Other than make well-considered recommendations, they didn’t force anyone to do anything.
Even from 2021, the media routinely referred to the “pandemic” and not the pandemic policies as responsible for learning losses, depression, business failures, and poor economic conditions. This has been deliberate. It’s designed to normalize lockdowns as if they are just something one does to deal with infectious disease, even though lockdowns have no precedent on that scale in the West.
More recently, this denialism has taken a strange turn. Now the people who actually did pull the trigger on the loss of liberty are routinely refusing to admit that they forced anything.
We’ve heard Donald Trump make this claim for a good part of this year. Mr. “I left it to the states” has yet to be publicly confronted with his decisions from March 10, 2020 and throughout the rest of his presidency. Interviewers don’t press him on the subject for fear of having access cut off later.

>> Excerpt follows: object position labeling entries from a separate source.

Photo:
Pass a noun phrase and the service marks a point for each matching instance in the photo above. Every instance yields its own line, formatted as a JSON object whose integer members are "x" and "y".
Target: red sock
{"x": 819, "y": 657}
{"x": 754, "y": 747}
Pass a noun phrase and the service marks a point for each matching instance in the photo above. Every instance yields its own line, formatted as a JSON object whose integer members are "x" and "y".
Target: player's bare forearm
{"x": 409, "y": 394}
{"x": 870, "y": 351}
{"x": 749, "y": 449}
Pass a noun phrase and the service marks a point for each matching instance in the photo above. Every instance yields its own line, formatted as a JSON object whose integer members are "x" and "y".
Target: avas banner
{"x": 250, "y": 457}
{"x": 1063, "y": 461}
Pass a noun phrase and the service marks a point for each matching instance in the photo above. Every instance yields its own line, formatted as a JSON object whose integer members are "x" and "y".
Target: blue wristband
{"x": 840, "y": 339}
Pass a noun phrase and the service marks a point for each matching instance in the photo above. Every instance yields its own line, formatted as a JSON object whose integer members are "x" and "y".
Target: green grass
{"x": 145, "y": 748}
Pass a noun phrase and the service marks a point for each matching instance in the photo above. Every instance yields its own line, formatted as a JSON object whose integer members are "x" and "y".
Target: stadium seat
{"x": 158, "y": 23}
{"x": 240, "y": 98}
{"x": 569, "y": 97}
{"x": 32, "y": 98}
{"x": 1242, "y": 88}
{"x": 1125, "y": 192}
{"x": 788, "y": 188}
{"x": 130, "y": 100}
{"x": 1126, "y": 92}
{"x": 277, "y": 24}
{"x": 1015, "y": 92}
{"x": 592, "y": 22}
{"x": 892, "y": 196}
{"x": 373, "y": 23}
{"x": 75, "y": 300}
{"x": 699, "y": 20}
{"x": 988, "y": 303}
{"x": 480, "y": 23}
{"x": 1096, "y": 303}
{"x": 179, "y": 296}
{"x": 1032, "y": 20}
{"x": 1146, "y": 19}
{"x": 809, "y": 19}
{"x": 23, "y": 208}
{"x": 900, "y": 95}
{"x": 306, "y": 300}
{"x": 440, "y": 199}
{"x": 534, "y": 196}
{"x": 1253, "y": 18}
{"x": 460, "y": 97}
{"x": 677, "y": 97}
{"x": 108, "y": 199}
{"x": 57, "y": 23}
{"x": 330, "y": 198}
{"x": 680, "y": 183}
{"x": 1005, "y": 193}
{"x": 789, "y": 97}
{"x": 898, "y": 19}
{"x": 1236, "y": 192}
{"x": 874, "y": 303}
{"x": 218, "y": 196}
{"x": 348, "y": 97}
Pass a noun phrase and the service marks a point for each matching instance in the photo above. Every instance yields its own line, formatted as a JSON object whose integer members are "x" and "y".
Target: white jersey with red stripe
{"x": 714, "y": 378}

And yet the record is very clear.
Then Anthony Fauci joined in, claiming that he never recommended the lockdowns at all.
But the pandemic of lockdown dentialism has gotten worse, to the point that the head of Health and Human Services plus the head of Occupational Safety and Health Commision are doing the same, even though the Supreme Court actually ruled against their edicts.
Ah, what a difference time and events make.
It gets worse. One of the most imperial and invasive of the governors was Andrew Cuomo of New York. He issued a massive number of edicts that he enforced with police power, including even dictating that bars couldn’t sell drinks alone but also mandating the selling of food, even to the point of spelling out the quantity of food. This resulted in the infamous Cuomo Fries served around the state.